特に分譲住宅事業では「都市型・狭小・低価格」をコンセプトに、一次取得者層へ向けた高品質な戸建住宅を提供しています。土地の仕入から販売までを一貫してマネジメントし、在庫回転率を高めることで資金力と仕入力の向上を図るモデルを確立しています。
KPI
当事業年度の売上高は14,771,438千円となり、前年同期比で5.6%の増加を記録しました。営業利益は591,307千円と大幅な伸びを見せ、同期間の純利益も前年比264.3%増と極めて高い成長率を示しています。
経営指標として重視されるROEは14.8%に達しており、効率的な資本運用が行われていることが伺えます。また、配当性向20%を基本方針として掲げ、安定的な株主還元に向けた取り組みを継続しています。
成長ドライバー
分譲住宅事業においては、東京23区での販売数増加や販売単価の上昇が寄与し、売上高および営業利益ともに前年を上回る結果となりました。特に強みを持つエリアにおける深耕と、顧客ニーズに応じた柔軟な価格設定が奏功しています。
また、リノベーションを含む多角的な事業展開も成長の柱です。京都地区において既存マンションのリノベーションや戸建住宅事業を展開しており、将来的な収益基盤の多様化に向けた取り組みを推進しています。
リスク
不動産・住宅業界特有の要因として、原材料費や外注費の高騰によるコスト増、および金利動向や税制変更に伴う需要変動のリスクが存在します。これに対し、同社は設計・施工の見直しや標準工期の遵守により原価管理を強化しています。
また、競合の多い市場環境において、20年以上の業歴で培った狭小物件へのノウハウによる差別化を図っています。さらに、仕入ルートの多元化や特定エリアでの強固なブランド構築を通じて、外部環境の変化に対する耐性を高めています。
競合
同社の主力である分譲住宅事業は、東京・神奈川圏という限定された地域で展開されるため、競合他社との競争が非常に厳しい環境にあります。参入障壁も低いため、差別化の源泉となる独自のノウハウが重要となります。
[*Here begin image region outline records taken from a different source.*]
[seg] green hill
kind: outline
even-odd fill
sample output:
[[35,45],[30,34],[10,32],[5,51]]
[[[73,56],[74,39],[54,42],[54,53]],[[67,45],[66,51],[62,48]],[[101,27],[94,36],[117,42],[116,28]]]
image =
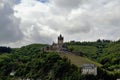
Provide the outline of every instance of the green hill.
[[95,42],[67,43],[73,52],[82,52],[83,56],[102,64],[104,69],[120,69],[120,41],[98,40]]
[[95,61],[92,61],[92,60],[90,60],[86,57],[81,57],[81,56],[78,56],[78,55],[75,55],[75,54],[61,53],[60,56],[67,57],[68,59],[70,59],[72,64],[75,64],[78,67],[80,67],[83,64],[95,64],[96,66],[99,66],[99,67],[102,66],[101,64],[99,64]]

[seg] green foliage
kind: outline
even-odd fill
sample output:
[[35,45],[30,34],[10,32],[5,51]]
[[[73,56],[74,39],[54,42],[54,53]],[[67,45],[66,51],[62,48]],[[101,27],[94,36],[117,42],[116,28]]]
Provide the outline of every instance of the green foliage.
[[[20,78],[42,80],[115,80],[120,73],[120,42],[98,40],[97,42],[67,43],[73,52],[82,52],[85,57],[103,64],[98,68],[98,76],[81,75],[80,68],[71,64],[66,57],[57,52],[43,52],[46,45],[31,44],[12,49],[0,55],[0,80]],[[109,72],[109,71],[113,72]],[[10,73],[14,71],[15,75]]]

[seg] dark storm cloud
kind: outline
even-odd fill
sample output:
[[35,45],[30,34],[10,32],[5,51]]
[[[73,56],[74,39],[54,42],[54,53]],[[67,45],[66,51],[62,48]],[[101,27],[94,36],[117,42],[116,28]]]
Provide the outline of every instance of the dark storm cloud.
[[13,3],[0,1],[0,43],[15,42],[22,38],[20,20],[14,16]]

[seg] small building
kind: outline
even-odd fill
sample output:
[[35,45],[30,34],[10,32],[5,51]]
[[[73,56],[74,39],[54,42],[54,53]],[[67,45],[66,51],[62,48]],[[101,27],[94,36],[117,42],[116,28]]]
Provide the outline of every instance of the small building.
[[97,66],[95,66],[94,64],[83,64],[81,68],[81,72],[83,75],[97,75]]
[[46,46],[45,48],[43,48],[44,51],[58,51],[58,52],[62,52],[62,51],[68,51],[67,45],[64,44],[64,37],[60,34],[58,36],[58,42],[54,43],[50,46]]

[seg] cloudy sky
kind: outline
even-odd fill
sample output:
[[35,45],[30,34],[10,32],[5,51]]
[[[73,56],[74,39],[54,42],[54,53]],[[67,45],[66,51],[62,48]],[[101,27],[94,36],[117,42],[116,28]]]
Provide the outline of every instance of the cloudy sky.
[[120,39],[120,0],[0,0],[0,45]]

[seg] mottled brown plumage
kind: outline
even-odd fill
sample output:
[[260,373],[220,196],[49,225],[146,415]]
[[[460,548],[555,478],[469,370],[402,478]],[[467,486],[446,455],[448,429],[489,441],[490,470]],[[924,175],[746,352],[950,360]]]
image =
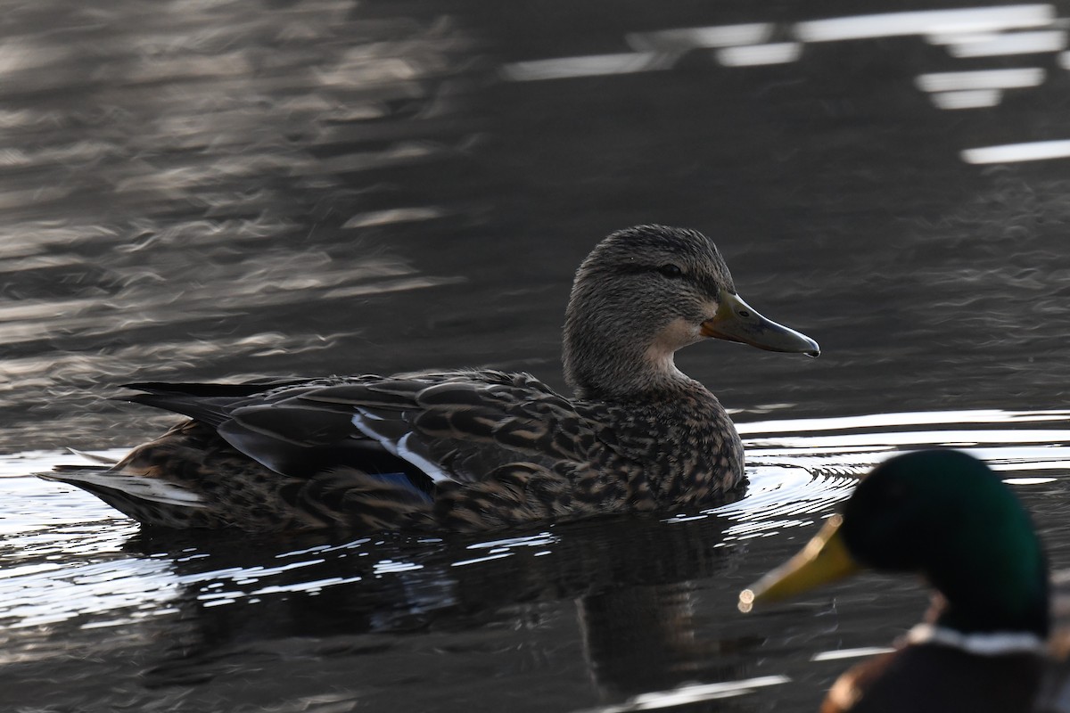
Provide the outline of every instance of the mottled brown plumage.
[[128,401],[192,420],[113,466],[46,477],[167,527],[473,530],[692,508],[744,479],[723,407],[673,363],[707,337],[817,353],[739,299],[705,236],[640,226],[577,273],[575,399],[493,370],[133,384]]

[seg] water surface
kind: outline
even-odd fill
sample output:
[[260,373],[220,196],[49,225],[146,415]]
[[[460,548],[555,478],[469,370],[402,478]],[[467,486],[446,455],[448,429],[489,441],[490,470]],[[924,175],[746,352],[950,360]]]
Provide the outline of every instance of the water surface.
[[[926,593],[870,576],[746,617],[736,594],[919,446],[996,467],[1070,567],[1070,13],[907,5],[10,3],[0,707],[812,711]],[[713,236],[823,347],[679,355],[744,435],[737,502],[165,537],[27,476],[173,422],[109,401],[126,382],[564,388],[576,265],[654,221]]]

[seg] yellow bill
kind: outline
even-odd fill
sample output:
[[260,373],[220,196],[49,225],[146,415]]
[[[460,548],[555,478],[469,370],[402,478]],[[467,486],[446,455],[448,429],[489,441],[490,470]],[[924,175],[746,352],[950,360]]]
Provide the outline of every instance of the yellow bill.
[[842,522],[840,515],[829,517],[797,555],[739,592],[739,610],[746,614],[758,601],[786,599],[861,569],[843,545]]

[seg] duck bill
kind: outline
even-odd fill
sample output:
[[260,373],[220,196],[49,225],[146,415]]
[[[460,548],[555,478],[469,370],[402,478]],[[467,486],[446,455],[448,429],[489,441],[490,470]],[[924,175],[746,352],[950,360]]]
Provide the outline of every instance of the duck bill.
[[722,291],[717,313],[702,323],[703,337],[742,342],[769,352],[793,352],[815,357],[817,342],[791,327],[766,320],[739,295]]
[[739,610],[747,613],[758,602],[776,602],[854,574],[861,567],[843,545],[835,515],[790,560],[739,592]]

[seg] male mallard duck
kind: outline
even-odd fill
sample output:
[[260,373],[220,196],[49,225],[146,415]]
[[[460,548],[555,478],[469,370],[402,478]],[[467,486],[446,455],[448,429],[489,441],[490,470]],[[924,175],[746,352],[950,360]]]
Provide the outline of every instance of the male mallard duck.
[[740,608],[851,574],[919,572],[939,592],[931,623],[852,668],[822,713],[1033,710],[1049,633],[1048,565],[1029,515],[988,466],[954,450],[885,461]]
[[688,508],[744,478],[724,408],[673,362],[706,337],[819,353],[736,295],[701,233],[629,228],[576,275],[571,400],[492,370],[131,384],[143,393],[127,401],[193,420],[110,467],[46,477],[168,527],[485,529]]

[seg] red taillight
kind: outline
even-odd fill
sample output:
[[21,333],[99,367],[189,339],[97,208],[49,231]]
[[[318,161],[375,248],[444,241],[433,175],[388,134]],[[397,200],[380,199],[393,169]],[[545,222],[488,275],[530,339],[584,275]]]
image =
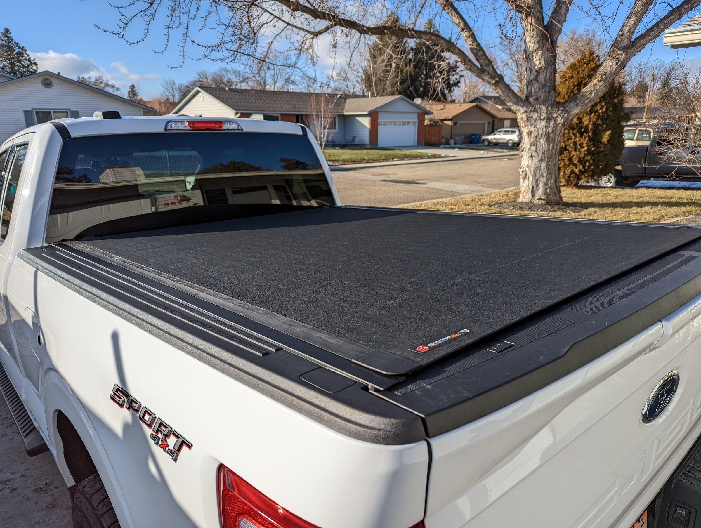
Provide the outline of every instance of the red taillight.
[[[222,528],[319,528],[271,501],[226,466],[219,466],[217,493]],[[426,528],[419,521],[409,528]]]
[[224,128],[224,121],[188,121],[191,130],[219,130]]
[[269,499],[225,466],[219,471],[222,528],[319,528]]
[[177,130],[237,130],[243,129],[236,121],[217,121],[198,119],[173,119],[165,123],[166,132]]

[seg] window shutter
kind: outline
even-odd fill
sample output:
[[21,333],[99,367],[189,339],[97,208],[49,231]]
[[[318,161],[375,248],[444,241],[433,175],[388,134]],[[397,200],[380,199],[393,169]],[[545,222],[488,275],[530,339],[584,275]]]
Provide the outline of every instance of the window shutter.
[[25,112],[25,124],[27,126],[36,125],[36,118],[34,116],[34,110],[24,110],[23,111]]

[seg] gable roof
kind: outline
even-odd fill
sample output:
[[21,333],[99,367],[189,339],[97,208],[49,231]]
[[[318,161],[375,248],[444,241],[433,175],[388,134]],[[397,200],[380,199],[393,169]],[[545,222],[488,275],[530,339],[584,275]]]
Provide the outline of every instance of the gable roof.
[[14,84],[15,83],[22,83],[25,81],[29,81],[32,79],[36,79],[37,77],[53,77],[54,79],[57,79],[61,81],[64,81],[67,83],[70,83],[71,84],[74,84],[76,86],[80,86],[86,90],[92,90],[93,92],[97,92],[103,95],[107,95],[114,99],[121,101],[122,102],[128,102],[130,104],[133,104],[135,107],[138,107],[139,108],[143,109],[144,110],[149,110],[149,111],[153,111],[154,109],[151,107],[147,107],[145,104],[142,104],[141,103],[135,102],[125,97],[121,97],[119,95],[115,95],[114,93],[110,93],[109,92],[106,92],[104,90],[100,90],[100,88],[96,88],[94,86],[90,86],[87,84],[83,84],[83,83],[79,83],[72,79],[69,79],[68,77],[64,77],[62,75],[59,75],[58,74],[55,74],[53,72],[49,72],[48,70],[44,70],[43,72],[39,72],[36,74],[32,74],[32,75],[25,75],[24,77],[16,77],[15,79],[11,79],[10,81],[6,81],[4,83],[0,83],[0,88],[4,88],[5,86],[9,86],[11,84]]
[[491,108],[485,108],[484,105],[476,102],[429,102],[426,107],[437,119],[452,119],[455,116],[461,114],[470,108],[479,108],[494,117],[498,117]]
[[676,27],[672,27],[665,32],[665,34],[674,34],[687,31],[701,30],[701,14],[691,17],[686,22],[680,24]]
[[501,95],[475,95],[470,100],[470,102],[479,102],[479,100],[482,100],[484,102],[489,102],[502,108],[507,108],[509,106],[506,104],[506,102],[501,98]]
[[406,100],[416,107],[419,111],[427,111],[426,109],[403,95],[368,97],[344,93],[285,92],[273,90],[198,86],[183,97],[171,113],[179,112],[200,91],[211,95],[231,109],[238,112],[307,114],[313,108],[315,99],[320,96],[327,97],[331,100],[331,111],[334,114],[369,114],[397,99]]
[[375,97],[354,97],[352,99],[346,100],[344,112],[346,114],[369,114],[371,111],[374,111],[386,104],[389,104],[390,102],[397,100],[403,100],[409,103],[412,106],[416,107],[419,111],[424,111],[427,114],[431,113],[428,108],[422,107],[421,104],[417,104],[411,99],[404,95],[380,95]]
[[676,27],[667,29],[662,36],[662,43],[673,50],[701,46],[701,14]]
これに対し同社は、設計から施工までを自社で一貫管理する体制により、品質維持とコスト抑制の両立を図っています。また、特定の地域における高い認知度と、リノベーション事業を含む多角的なアプローチによって競争優位性を確保しています。
バリュエーション
最新の市場データにおいて、同社の株価は873円となっており、PERは6.18倍と割安な水準で推移しています。PBRは0.77倍であり、保有資産や事業基盤に対して評価に余裕がある状況です。
配当利回りは3.86%を記録しており、安定的な還元姿勢が反映されています。時価総額は約33.6億円であり、成長性と安定性のバランスを重視する投資家にとって注目される水準となっています。